Wer die sprichwörtliche schwäbische Sparsamkeit ebenso wie schicke Designer-Outfits oder Boss-Anzüge liebt, geht in der Outletcity von Metzingen auf Schnäppchenjagd. Falls Sie lieber einen Shopping-Ausflug mit persönlicher Atmosphäre bevorzugen, können Sie zum Beispiel durch die alte Residenz- und Barockstadt Ludwigsburg flanieren. Oder Sie kehren nach einem Bummel durch die Fachwerkgassen Bietigheims in die lokale Brauereiwirtschaft ein, erkundet die Stuttgarter Markthalle und das Gerber Stadtkaufhaus.

5. Die Küche und die Menschen

Internationale Küche aus über 50 Ländern, Szene- und Edelgastronomie: In Stuttgarts Restaurantszene gibt es fast nichts, was es nicht gibt. Zu recht stolz ist man hierzulande auch auf deftige schwäbische Köstlichkeiten wie Zwiebelrostbraten, Spätzle und Maultaschen. Dazu schmecken Stuttgarter Bier, ein lecker-saurer Apfel- oder Birnenmost von der Schwäbischen Alb – oder ein trockener Württemberger Wein von den Hängen des Neckars und der Enz. Wenn Sie zur Weinlesezeit in einer der improvisierten Besenwirtschaften einkehren, können Sie sich wie in einem schwäbischen Dorf aus vergangenen Zeiten fühlen.

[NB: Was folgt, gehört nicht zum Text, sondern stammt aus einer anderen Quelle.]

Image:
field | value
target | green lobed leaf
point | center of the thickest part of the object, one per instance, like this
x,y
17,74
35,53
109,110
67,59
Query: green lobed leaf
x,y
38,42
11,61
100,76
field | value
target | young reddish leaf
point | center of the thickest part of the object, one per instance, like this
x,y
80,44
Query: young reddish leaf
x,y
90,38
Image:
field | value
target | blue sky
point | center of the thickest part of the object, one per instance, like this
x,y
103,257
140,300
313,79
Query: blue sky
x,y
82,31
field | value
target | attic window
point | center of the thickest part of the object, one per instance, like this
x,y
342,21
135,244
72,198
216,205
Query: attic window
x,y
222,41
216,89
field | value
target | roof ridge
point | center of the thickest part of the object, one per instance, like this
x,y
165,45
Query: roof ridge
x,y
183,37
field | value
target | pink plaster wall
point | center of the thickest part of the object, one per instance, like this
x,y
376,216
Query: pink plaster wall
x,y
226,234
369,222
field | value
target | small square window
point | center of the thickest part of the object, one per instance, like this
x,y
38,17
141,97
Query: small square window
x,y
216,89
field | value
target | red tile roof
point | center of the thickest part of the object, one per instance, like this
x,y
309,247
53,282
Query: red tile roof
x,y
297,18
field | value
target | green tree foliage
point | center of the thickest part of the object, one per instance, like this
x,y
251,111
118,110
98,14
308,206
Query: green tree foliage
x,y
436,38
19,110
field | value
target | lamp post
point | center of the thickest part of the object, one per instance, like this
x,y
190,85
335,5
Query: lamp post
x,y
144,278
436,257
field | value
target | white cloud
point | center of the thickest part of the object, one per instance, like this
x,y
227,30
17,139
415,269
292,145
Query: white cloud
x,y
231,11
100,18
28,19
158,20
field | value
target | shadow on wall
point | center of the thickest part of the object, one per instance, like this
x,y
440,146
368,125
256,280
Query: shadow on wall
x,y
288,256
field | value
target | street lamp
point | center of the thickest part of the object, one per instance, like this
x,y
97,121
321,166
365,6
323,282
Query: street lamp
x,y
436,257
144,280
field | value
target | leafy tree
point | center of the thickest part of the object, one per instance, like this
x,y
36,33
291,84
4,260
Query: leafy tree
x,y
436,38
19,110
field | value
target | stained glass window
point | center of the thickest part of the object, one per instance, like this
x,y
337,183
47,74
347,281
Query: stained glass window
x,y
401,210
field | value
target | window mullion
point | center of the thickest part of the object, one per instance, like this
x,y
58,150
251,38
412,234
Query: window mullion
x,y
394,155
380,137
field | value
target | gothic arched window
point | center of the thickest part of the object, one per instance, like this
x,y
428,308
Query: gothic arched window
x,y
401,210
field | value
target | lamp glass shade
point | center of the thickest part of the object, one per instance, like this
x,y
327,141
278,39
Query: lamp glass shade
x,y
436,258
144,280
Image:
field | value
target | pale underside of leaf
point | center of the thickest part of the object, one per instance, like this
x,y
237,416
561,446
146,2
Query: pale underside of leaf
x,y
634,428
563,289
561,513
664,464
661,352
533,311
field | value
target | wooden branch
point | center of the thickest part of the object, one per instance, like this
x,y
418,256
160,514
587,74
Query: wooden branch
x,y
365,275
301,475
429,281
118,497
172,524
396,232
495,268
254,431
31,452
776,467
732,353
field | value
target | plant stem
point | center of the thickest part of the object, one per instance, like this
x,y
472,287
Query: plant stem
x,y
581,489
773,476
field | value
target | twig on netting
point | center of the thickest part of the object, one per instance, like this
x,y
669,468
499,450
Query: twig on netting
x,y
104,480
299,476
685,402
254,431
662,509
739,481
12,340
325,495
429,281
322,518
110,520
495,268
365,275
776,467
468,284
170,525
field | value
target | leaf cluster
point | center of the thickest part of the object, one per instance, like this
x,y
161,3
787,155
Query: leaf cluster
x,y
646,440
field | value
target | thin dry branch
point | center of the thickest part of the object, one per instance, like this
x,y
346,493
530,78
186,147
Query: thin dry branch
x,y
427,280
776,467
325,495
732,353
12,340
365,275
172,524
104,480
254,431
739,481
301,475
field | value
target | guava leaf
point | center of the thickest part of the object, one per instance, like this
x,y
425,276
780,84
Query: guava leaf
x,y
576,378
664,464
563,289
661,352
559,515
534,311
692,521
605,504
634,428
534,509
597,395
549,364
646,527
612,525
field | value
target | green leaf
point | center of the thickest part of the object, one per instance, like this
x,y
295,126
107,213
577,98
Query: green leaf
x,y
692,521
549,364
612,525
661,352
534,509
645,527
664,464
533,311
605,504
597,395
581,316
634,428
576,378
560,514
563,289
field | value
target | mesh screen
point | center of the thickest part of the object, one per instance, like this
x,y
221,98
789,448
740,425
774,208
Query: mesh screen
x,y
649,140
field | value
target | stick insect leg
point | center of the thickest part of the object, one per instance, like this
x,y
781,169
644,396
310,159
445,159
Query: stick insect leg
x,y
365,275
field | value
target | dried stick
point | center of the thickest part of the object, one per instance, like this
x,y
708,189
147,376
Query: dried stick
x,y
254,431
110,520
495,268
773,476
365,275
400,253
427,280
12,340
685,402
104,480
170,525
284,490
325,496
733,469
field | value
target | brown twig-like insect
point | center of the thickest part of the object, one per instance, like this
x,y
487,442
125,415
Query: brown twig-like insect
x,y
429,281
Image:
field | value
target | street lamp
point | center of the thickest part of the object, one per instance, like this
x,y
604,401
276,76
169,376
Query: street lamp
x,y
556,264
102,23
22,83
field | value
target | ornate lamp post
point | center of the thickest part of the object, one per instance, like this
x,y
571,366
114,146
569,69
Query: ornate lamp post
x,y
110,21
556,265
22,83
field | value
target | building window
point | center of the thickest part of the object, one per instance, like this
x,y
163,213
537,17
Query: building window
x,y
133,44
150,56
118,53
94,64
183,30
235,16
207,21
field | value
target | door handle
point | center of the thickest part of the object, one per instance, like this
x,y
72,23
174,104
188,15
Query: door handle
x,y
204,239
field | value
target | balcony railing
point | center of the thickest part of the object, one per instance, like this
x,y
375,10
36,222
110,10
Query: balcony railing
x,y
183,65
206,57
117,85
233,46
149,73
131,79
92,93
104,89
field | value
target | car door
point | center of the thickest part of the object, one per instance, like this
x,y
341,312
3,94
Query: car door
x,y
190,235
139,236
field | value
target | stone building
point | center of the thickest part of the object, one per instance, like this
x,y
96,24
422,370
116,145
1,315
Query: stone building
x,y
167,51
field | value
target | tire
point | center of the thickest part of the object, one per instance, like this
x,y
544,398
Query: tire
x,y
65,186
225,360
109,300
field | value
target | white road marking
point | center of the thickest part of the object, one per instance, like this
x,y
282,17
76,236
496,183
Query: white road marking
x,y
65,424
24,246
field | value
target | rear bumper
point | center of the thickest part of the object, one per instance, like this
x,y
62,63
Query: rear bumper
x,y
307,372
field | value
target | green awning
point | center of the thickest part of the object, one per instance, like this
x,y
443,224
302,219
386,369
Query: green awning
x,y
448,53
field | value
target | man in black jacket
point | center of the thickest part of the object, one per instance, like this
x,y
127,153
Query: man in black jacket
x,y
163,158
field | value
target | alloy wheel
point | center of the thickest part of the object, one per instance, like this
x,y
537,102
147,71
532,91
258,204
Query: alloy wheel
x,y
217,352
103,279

Hier, in Ihrer Nachbarschaft und natürlich auf dem Cannstatter Wasen, dem zweitgrößten Volksfest Süddeutschlands, können Sie auch mit echten, „einheimischen“ Schwaben in Kontakt kommen. Die werden angesichts vieler schwäbischer Klischees gerne mal unterschätzt. Sie sind zwar nicht immer leicht zu verstehen, weil sie getreu einem Werbeslogan „alles, außer Hochdeutsch“ können. Oft offenbart sich nach einer Weile des vorurteilsfreien Kennenlernens eine große Weltoffenheit und herzliche Freundlichkeit. Diese guten Erfahrungen durfte der Autor dieser Zeilen, hörbar ein Norddeutscher, selbst machen – als er für knapp zwei Jahre am Stadtrand Stuttgarts wohnte.